Per il Papa il racconto di Antonina non fu una novità, perché il conte era famoso a Roma per i processi in cui era incappato e, per di più, perché era risaputo che si era dato al vizio della sodomia, che allora era punita con la pena di morte. Il fatto che lui fosse un nobile, legato alla Chiesa, gli consentì di cavarsela egregiamente con il pagamento di multe molto elevate, dilapidando lentamente ma costantemente il suo patrimonio.

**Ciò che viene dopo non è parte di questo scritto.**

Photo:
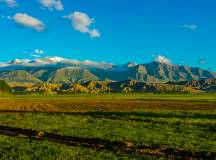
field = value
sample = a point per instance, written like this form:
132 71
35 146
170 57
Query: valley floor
108 126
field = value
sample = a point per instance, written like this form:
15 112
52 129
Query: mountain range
59 70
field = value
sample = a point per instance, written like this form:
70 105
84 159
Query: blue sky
184 31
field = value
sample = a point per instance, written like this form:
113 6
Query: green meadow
115 133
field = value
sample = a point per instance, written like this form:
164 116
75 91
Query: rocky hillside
153 72
129 86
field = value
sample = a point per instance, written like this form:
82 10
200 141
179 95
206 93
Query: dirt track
102 144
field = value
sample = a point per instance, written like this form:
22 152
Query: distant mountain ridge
59 70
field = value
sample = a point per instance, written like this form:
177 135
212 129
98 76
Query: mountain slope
18 76
59 70
71 75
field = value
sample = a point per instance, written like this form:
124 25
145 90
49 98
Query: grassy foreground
117 131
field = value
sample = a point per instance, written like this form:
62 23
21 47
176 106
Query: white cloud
82 22
29 21
52 4
39 51
190 26
35 55
162 59
38 61
202 61
6 17
10 3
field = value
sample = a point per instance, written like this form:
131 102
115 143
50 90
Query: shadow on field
116 147
144 115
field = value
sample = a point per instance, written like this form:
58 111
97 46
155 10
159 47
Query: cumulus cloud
6 17
52 4
82 22
162 59
201 61
25 20
190 26
46 61
35 55
10 3
39 51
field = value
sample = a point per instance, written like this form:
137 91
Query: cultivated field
108 126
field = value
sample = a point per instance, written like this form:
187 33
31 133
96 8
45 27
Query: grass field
108 126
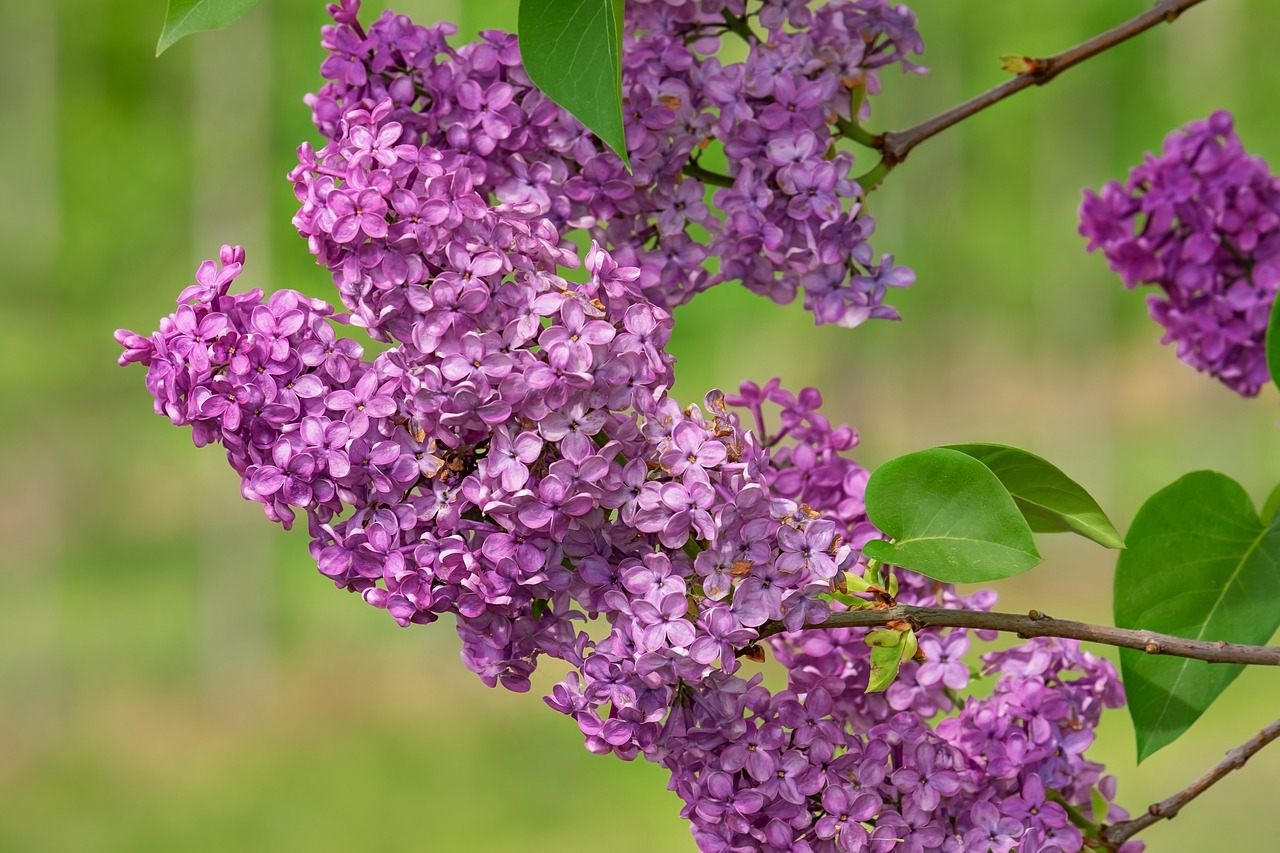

Il Papa accettò la prima soluzione e perciò la fece sposare con un nobile dell’umbra Gubbio, Carlo Gabrielli; in tal modo essa si allontanò da quella casa degli orrori.

Beatrice, visto il risultato favorevole della sorella, fece altrettanto. Papa Clemente VIII, capito il ripetersi della situazione, comprese che per togliere la figlia dalle voglie di quell’energumeno era opportuno combinare il matrimonio della ragazza. Così, le trovò un giovane nobile, bello e prestante, e intimò a Francesco di provvedere a darle una cospicua dote, anche se ci si potrebbe chiedere da quale cilindro avrebbe potuto estrarre il denaro occorrente, dibattendosi lui in una situazione fallimentare o giù di lì. Pertanto, non deve meravigliare se il matrimonio andò a monte ancora prima di essere stato celebrato.

Nel frattempo, Francesco si era risposato con la vedova Lucrezia Petroni, che aveva un figlio.

Altra persona, purtroppo per lei, sulla quale scaricare tutta la sua violenza e la sua cattiveria.

Nel 1595, infatti, Beatrice e la matrigna erano state relegate a Petrella Salto nel castello La Rocca nel Cicolano nel territorio del Regno di Napoli; erano praticamente segregate nel piano nobile del castello, nelle condizioni di vere e proprie carcerate. In quel maniero, esse avevano contatto solamente con il castellano, l’amministratore Olimpio Calvetti, dipendente dei Colonna, e con due servitori. Naturalmente, se Beatrice prima odiava il padre, ora lo aborriva addirittura, tanto che il suo stato di esasperazione giunse al punto di essere insopportabile. Intanto, Francesco divideva la sua vita fra Roma e il castello, dove di quando in quando si presentava all’improvviso. Nei dintorni, andava spesso a caccia e, in una di quelle volte, tentò di abusare del figliastro. Avutane notizia, Lucrezia andò su tutte le furie e apostrofò furiosamente il marito, con il risultato di essere violentemente pestata e di ritrovarsi con uno sfregio sul volto.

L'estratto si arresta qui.